Alors, nous allons poursuivre, le débat n’est pas clos.

Oui, il y a de la place pour une réflexion Travail, Santé au cœur des politiques de santé publique.

Aussi, il serait irresponsable qu’avec l’instauration des ARS (réforme, en passant, totalement décalée des besoins exprimés tant par les populations que les professionnels et donc voué à l’échec) ; mais là n’est pas mon propos, il serait irresponsable de revenir en arrière et de contraindre à l’enfermement les questions de santé au travail.

La santé au travail doit être pleinement intégrée dans les politiques de santé publique, bien sûr sans être diluée au vu de sa spécificité.

C’est un enjeu majeur qui percute le devenir démocratique du système. Aussi, nous faut- il inventer des temps et des lieux nouveaux et évaluer la pertinence de certaines structures existantes pour enfin travailler au bien être et à la liberté du monde du travail, avec ses représentants légitimes.

De fait, il est plus que temps d’arrêter la stratégie de course de lenteur en vigueur au sein de la commission Maladies Professionnelles du Conseil Supérieur. Depuis 2006, un travail important a été fourni visant à travailler l’émergence d’un possible tableau MP prenant en compte le champ des psychopathologies. Tout est sur la table pour aller plus loin sans préjuger du résultat. Monsieur le Ministre, laissez se poursuivre le travail engagé par la commission et ne prenez pas appui sur le rapport Nasse et Légeron pour tout bloquer.

La bataille du bien travailler est lancée.

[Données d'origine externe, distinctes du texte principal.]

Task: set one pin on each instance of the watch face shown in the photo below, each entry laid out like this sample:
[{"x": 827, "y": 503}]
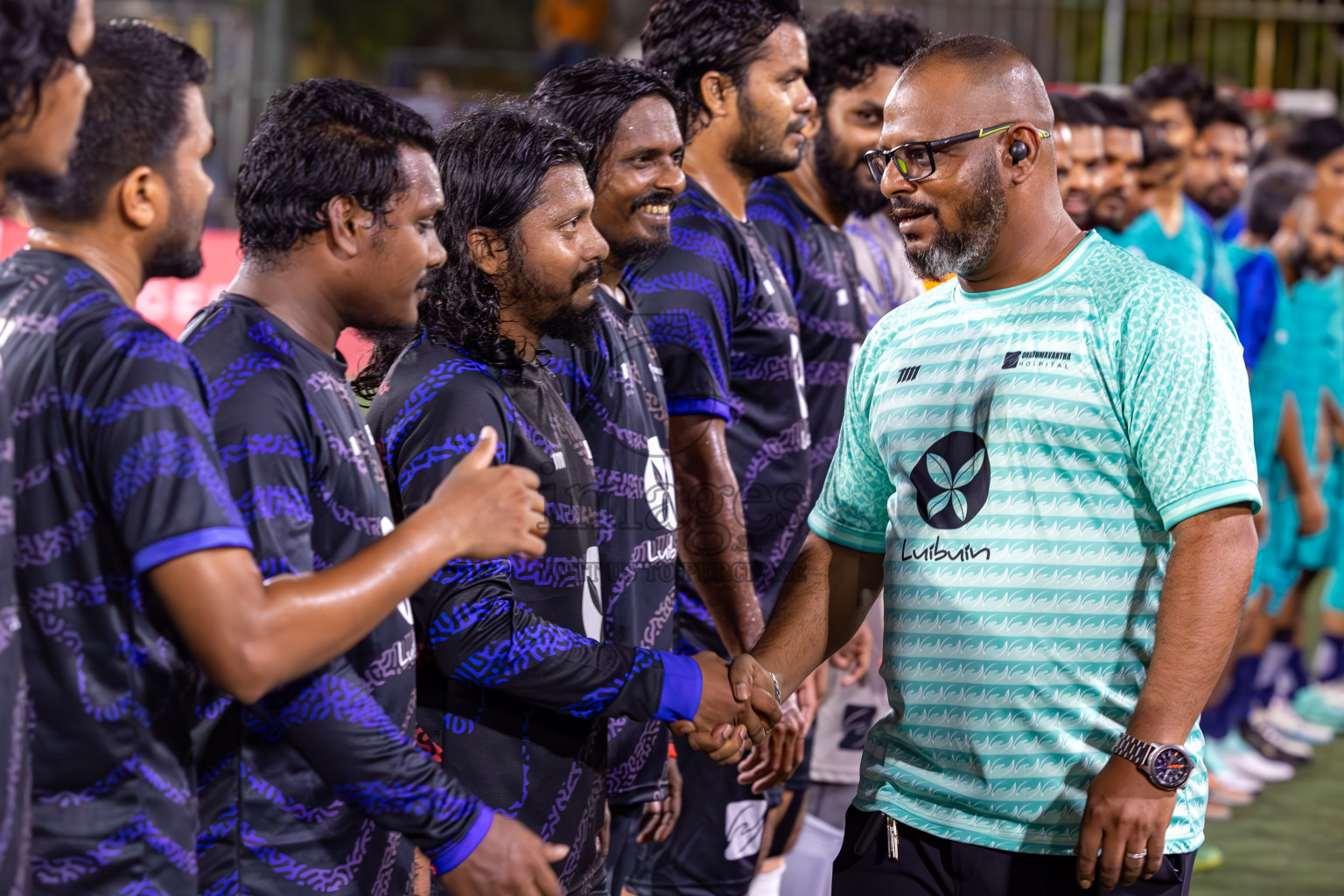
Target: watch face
[{"x": 1172, "y": 767}]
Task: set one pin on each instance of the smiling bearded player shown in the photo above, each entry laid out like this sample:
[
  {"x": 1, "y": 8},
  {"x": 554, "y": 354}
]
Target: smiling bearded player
[
  {"x": 629, "y": 116},
  {"x": 1047, "y": 469}
]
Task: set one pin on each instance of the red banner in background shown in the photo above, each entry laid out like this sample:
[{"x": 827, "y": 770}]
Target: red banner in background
[{"x": 168, "y": 304}]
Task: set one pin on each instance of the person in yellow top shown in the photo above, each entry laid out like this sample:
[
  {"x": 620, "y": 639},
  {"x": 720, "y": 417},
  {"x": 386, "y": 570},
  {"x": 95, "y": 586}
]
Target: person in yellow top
[{"x": 567, "y": 32}]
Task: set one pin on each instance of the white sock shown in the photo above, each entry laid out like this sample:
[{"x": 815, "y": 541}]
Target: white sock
[{"x": 767, "y": 881}]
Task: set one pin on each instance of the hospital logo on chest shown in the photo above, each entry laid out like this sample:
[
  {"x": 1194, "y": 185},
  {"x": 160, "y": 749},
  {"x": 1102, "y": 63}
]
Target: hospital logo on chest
[{"x": 952, "y": 480}]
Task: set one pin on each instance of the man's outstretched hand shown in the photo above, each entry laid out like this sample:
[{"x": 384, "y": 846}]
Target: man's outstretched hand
[
  {"x": 511, "y": 861},
  {"x": 1125, "y": 815},
  {"x": 729, "y": 715},
  {"x": 492, "y": 509}
]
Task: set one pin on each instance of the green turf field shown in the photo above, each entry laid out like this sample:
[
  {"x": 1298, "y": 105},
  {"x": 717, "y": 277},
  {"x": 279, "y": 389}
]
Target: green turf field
[{"x": 1291, "y": 843}]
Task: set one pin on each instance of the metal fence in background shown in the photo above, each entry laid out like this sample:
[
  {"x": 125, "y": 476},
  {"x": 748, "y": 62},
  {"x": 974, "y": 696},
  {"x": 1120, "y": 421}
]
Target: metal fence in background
[{"x": 1261, "y": 45}]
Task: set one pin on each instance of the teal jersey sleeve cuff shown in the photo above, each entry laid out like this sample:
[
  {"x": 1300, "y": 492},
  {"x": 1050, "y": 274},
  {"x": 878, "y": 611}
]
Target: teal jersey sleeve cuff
[
  {"x": 1208, "y": 499},
  {"x": 682, "y": 684}
]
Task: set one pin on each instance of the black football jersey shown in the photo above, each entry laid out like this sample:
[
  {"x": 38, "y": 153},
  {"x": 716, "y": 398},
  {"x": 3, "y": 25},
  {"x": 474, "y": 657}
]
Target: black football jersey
[
  {"x": 819, "y": 266},
  {"x": 726, "y": 332},
  {"x": 116, "y": 473},
  {"x": 515, "y": 682},
  {"x": 318, "y": 786},
  {"x": 15, "y": 770},
  {"x": 616, "y": 394}
]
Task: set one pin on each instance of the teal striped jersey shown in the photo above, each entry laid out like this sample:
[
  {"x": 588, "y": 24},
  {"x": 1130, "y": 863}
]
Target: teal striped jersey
[
  {"x": 1194, "y": 251},
  {"x": 1020, "y": 457}
]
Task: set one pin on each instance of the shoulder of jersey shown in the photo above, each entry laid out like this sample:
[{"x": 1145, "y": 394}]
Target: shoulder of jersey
[
  {"x": 443, "y": 369},
  {"x": 1120, "y": 281}
]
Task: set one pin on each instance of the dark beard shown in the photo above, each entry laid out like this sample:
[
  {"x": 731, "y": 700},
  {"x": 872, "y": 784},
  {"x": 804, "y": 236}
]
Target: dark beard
[
  {"x": 968, "y": 250},
  {"x": 640, "y": 253},
  {"x": 756, "y": 150},
  {"x": 850, "y": 185},
  {"x": 178, "y": 254},
  {"x": 550, "y": 312}
]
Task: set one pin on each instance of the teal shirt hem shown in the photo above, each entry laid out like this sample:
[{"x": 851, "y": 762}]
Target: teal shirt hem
[
  {"x": 845, "y": 536},
  {"x": 990, "y": 841},
  {"x": 1208, "y": 499}
]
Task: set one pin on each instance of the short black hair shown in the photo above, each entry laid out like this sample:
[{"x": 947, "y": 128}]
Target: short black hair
[
  {"x": 1271, "y": 191},
  {"x": 1316, "y": 138},
  {"x": 34, "y": 39},
  {"x": 316, "y": 140},
  {"x": 848, "y": 45},
  {"x": 494, "y": 161},
  {"x": 1073, "y": 110},
  {"x": 592, "y": 97},
  {"x": 135, "y": 116},
  {"x": 1115, "y": 112},
  {"x": 1156, "y": 147},
  {"x": 1173, "y": 80},
  {"x": 1221, "y": 110},
  {"x": 689, "y": 38}
]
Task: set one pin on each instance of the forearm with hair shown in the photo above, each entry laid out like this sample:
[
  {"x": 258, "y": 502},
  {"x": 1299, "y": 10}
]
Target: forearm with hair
[
  {"x": 711, "y": 531},
  {"x": 825, "y": 599},
  {"x": 1208, "y": 575},
  {"x": 252, "y": 637}
]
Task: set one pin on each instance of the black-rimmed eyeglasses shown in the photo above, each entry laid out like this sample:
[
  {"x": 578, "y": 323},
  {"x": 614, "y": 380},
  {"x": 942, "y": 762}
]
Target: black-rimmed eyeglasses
[{"x": 914, "y": 160}]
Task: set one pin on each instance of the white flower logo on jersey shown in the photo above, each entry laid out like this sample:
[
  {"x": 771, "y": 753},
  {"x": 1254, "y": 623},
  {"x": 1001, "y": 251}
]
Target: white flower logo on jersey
[
  {"x": 659, "y": 489},
  {"x": 952, "y": 480},
  {"x": 941, "y": 474},
  {"x": 592, "y": 594}
]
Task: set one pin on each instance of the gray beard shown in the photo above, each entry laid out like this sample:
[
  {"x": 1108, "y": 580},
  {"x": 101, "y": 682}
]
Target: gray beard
[{"x": 968, "y": 250}]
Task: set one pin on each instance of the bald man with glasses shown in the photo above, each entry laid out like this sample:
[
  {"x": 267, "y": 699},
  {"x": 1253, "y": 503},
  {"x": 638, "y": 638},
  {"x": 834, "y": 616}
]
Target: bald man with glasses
[{"x": 1046, "y": 469}]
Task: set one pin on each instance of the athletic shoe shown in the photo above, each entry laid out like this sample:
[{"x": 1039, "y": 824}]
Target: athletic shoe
[
  {"x": 1312, "y": 704},
  {"x": 1208, "y": 858},
  {"x": 1332, "y": 692},
  {"x": 1242, "y": 758},
  {"x": 1273, "y": 743},
  {"x": 1283, "y": 717},
  {"x": 1228, "y": 775}
]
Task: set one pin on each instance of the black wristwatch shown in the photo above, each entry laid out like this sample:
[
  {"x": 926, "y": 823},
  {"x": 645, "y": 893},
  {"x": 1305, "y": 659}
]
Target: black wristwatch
[{"x": 1168, "y": 766}]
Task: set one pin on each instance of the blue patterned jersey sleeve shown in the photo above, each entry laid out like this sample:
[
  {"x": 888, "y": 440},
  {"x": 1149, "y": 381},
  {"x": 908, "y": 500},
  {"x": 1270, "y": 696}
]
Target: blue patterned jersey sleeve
[
  {"x": 148, "y": 442},
  {"x": 471, "y": 618},
  {"x": 689, "y": 300},
  {"x": 779, "y": 228},
  {"x": 331, "y": 718}
]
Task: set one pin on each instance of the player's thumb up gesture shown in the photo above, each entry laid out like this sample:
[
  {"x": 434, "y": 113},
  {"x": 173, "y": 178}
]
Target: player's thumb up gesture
[
  {"x": 494, "y": 511},
  {"x": 511, "y": 861}
]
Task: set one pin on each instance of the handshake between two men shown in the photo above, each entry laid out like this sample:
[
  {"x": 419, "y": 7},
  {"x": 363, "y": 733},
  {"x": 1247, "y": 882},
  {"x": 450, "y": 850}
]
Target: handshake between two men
[{"x": 747, "y": 710}]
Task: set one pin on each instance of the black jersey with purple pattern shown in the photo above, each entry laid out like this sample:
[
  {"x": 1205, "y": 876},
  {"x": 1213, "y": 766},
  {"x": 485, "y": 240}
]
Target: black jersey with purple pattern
[
  {"x": 817, "y": 262},
  {"x": 512, "y": 696},
  {"x": 616, "y": 394},
  {"x": 727, "y": 336},
  {"x": 116, "y": 472},
  {"x": 318, "y": 786},
  {"x": 15, "y": 768}
]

Au niveau international, comme en France les peuples se mobilisent pour l’exigence d’un travail décent. Le 7 octobre, sur le parvis des droits de l’homme nous allons être nombreux à porter cette exigence « le droit de vivre de son travail et d’aimer travailler », loin des peurs, de la soumission.

Il fut un temps où la présidence de la République évoquait une ambition civilisatrice.

Le 7 octobre, nous allons tous ensemble, au travail, comme exclus du travail, malades comme bien-portants, appuyer la revendication d’une nouvelle civilisation du travail bien fait porteur d’espérance et d’émancipation.